I respect Flores as a coach and as a person, but I’ve never supported his candidacy for the Hall of Fame. I don’t believe that because a coach wins two Super Bowls or if a quarterback wins two Super Bowls, he should automatically be considered a Hall of Famer. Flores’ body of work is not that of a Hall of Famer, in my opinion. He took over a good Oakland team and did a good job coaching it, and won two Super Bowls. He went on to coach Seattle for three years to a record of 14-34. Six of his 12 seasons as coach, he was over .500. That’s a nice career. That’s not a Hall of Fame career.
HEADY QUERY. Peter, I wrote you last year about prominent players still being allowed to wear old model helmets. Brady switched for one game and was back to his old helmet. Brees still wears an old model helmet. As do Adrian Peterson and many others. What kind of message does it send about the NFL’s concern for concussion safety? They make these guys wear meaningless thigh and knee pads now, but marquee players are still wearing outdated equipment on their heads? It just doesn’t make sense. Talk to me Peter!
This is a good question. It’s something, actually, that The MMQB is looking into right now. I’ll tell you what I’ve been told about this. The shell of most of the helmets that you see has not changed materially over the past few years.
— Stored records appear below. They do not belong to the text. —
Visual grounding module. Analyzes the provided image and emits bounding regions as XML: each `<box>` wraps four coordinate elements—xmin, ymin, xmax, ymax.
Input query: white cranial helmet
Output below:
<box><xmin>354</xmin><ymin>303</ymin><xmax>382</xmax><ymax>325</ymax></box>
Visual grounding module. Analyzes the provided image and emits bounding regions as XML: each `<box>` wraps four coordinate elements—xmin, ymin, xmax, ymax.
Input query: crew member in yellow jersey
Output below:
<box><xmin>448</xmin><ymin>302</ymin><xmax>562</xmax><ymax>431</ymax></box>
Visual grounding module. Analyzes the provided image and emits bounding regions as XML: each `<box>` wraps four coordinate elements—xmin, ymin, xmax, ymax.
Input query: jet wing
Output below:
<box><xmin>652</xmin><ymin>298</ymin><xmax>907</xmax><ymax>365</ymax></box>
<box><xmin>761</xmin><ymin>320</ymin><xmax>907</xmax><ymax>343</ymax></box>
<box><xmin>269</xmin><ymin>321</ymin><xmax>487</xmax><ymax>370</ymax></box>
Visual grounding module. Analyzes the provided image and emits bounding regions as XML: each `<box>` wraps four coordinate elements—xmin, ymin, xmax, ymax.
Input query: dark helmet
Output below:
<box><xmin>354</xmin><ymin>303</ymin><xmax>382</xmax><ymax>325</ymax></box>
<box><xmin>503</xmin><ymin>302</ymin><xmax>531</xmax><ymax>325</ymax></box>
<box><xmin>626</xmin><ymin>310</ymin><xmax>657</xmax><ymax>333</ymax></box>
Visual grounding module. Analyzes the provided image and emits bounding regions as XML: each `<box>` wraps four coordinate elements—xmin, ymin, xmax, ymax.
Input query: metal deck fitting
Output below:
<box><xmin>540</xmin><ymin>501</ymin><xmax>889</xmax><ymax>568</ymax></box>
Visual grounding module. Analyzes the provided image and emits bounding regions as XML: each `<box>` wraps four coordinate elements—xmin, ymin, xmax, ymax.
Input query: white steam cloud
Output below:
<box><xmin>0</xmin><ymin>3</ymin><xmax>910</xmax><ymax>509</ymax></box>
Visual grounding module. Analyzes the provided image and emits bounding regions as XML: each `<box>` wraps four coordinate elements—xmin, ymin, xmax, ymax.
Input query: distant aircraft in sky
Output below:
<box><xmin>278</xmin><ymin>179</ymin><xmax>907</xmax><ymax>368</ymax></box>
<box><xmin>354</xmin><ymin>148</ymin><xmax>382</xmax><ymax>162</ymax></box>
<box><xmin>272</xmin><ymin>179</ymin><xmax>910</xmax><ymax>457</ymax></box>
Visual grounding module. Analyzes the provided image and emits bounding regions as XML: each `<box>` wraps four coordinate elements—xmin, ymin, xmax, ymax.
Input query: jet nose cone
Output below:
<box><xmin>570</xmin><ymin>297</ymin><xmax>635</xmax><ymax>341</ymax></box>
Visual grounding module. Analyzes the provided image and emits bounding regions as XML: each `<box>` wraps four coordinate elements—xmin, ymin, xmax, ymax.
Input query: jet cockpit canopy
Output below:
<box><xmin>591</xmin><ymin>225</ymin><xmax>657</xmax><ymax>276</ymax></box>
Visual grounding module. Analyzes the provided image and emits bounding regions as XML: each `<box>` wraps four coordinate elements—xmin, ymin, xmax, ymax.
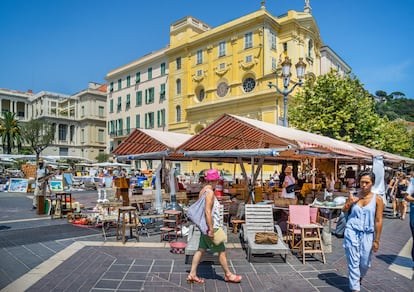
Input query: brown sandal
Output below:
<box><xmin>224</xmin><ymin>274</ymin><xmax>242</xmax><ymax>283</ymax></box>
<box><xmin>187</xmin><ymin>275</ymin><xmax>204</xmax><ymax>284</ymax></box>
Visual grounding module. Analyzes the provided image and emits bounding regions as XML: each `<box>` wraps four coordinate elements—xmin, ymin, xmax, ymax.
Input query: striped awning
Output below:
<box><xmin>179</xmin><ymin>114</ymin><xmax>368</xmax><ymax>158</ymax></box>
<box><xmin>112</xmin><ymin>129</ymin><xmax>191</xmax><ymax>160</ymax></box>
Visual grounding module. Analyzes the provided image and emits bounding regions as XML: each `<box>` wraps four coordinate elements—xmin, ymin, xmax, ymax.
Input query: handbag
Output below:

It’s what is inside the helmet that has changed. So then the questions has to be: How are these older helmets reconditioned? Are they reconditioned to the point that they are equal to the helmets with the most modern technology? Those are some of the questions that we are asking right now. I’ll let you know when our story on this appears, and I look forward to your feedback.
A GOOD QUESTION FROM ART. What do you think Mike McCoy’s role has been in the great performance thus far of Phillip Rivers? His “resurrection” has been nothing short of amazing.
—Arthur S. Leider, San Diego
Great question. In talking to McCoy this summer, the one thing he emphasized to me about Rivers is that he always wanted him to have more than one good alternative when he dropped back to pass. He never wanted Rivers to feel like he had to force the ball to someone because no one else was open. And watching Rivers play this year, he doesn’t seem to be forcing the ball the way that he has in the past.
TACKLE TIEBREAKER. If there is a logjam at WR for HOF consideration, then why don’t you start looking beyond receptions and touchdowns. Is there really a difference between 1,000 receptions or 1,100 receptions? It’s apples to apples. Don’t forget the intangibles Hines Ward brought to the field—when he’s up for consideration.
—Scott Dean, Clyde Park, Mont.
You couldn’t be more correct. I believe that a player like Hines Ward, who was one of the best blocking receivers of all time (and, full disclosure, is now one of my NBC colleagues), should certainly get credit for that as well as his 1,000 receptions. You can be sure that if I’m still on the Hall of Fame Committee when his name comes up, I certainly will be voicing my opinion.